Ci incontriamo l’8 maggio alle h.9.00 a Cagliari in Stazione dei treni di Piazza Matteotti, che avrete raggiunto in 5 minuti dall’Areoporto con il comodo treno. Consiglio quindi voli che atterrino entro le h 7.30 del mattino ma onde evitare problematiche di ritardo voli vi consiglio caldamente di arrivare il giorno prima e pernottare a Cagliari.
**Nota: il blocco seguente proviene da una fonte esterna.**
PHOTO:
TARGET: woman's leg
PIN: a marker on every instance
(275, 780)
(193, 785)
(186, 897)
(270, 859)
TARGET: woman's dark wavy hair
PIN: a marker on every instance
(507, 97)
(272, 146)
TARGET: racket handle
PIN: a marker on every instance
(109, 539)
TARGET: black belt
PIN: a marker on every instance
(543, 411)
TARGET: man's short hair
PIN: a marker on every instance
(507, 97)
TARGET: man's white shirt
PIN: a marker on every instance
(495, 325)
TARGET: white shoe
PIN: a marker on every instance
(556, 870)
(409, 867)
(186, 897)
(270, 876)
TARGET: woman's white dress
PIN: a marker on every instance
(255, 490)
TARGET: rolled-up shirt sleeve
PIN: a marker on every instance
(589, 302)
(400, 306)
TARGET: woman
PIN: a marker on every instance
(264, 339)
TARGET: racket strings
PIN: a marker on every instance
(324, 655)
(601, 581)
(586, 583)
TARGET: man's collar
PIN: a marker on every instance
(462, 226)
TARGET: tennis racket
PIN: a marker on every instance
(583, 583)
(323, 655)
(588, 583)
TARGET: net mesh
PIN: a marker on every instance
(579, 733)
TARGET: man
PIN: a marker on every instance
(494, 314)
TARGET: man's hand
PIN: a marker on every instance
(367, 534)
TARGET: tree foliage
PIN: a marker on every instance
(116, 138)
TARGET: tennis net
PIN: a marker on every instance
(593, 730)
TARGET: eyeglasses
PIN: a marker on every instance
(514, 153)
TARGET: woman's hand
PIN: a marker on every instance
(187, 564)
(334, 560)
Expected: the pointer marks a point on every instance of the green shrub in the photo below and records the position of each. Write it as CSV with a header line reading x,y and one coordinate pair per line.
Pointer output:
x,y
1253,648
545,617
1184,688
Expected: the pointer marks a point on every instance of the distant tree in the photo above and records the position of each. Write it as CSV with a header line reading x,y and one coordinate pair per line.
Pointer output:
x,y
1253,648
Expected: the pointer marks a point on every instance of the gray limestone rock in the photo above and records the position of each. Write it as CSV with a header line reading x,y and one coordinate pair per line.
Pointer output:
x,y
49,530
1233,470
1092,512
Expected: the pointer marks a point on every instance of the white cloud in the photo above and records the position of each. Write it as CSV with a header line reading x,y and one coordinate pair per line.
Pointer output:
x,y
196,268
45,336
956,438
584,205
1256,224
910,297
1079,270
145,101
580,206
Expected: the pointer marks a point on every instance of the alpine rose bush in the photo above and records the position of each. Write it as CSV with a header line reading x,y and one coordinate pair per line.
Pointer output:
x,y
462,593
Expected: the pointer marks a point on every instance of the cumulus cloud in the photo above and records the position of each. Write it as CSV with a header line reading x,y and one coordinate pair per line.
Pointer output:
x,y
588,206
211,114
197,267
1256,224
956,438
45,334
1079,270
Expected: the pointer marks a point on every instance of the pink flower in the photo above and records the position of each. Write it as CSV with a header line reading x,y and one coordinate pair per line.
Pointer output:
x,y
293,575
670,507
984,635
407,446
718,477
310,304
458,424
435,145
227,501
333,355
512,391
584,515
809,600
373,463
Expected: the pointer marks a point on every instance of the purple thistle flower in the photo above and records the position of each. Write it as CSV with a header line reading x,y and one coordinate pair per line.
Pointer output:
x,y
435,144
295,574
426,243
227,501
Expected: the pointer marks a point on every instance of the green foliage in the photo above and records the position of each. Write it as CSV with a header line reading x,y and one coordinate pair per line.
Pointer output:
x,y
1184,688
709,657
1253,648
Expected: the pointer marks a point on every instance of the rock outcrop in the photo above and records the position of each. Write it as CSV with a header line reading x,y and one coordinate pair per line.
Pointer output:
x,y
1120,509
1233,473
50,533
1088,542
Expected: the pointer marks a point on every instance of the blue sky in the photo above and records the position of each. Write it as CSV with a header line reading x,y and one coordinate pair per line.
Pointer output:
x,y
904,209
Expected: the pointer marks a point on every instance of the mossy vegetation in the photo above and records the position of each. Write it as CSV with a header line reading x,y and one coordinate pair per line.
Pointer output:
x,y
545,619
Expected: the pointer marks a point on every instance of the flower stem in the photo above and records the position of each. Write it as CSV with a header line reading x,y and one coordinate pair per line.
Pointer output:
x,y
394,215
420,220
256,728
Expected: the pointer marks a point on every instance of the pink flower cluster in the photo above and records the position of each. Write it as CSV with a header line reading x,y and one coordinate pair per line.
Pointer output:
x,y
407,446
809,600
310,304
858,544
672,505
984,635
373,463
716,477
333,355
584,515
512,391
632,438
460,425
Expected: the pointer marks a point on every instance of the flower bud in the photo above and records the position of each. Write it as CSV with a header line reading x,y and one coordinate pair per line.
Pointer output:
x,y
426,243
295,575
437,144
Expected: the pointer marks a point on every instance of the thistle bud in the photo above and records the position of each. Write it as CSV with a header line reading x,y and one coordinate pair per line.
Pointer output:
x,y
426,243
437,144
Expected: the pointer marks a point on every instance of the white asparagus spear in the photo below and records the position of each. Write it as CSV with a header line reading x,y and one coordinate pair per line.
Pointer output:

Se non foste possibilitati causa ritardo voli ad essere entro le 9 a Cagliari dovrete raggiungere il gruppo in struttura direttamente la sera con mezzo privato a vostre spese.
Prima di acquistare informatemi del volo scelto.
Arrivate con zaino giornaliero pronto, abbigliamento da trekking, pranzo al sacco, acqua per l’intera giornata.
Il nostro mezzo privato ci porta alla Miniera di Monteponi a Iglesias. I bagagli pesanti – che poi ritroveremo al termine dell’escursione – rimangono sul mezzo. Dopo la Visita a Pozzo Sella ci incamminiamo verso Nebida
Il 13 Maggio consiglio voli di ritorno a partire dalle 20.30 di sera perchè partiremo dall’area dove si svolgerà l’ultima escursione intorno alle 17 e saremo in areoporto tra le 18 e le 19 e al momento non è possibile essere più precisi.
In alternativa consiglio pernotto a Cagliari e dedicarsi il giorno dopo alla scopetta di questa bellissima città.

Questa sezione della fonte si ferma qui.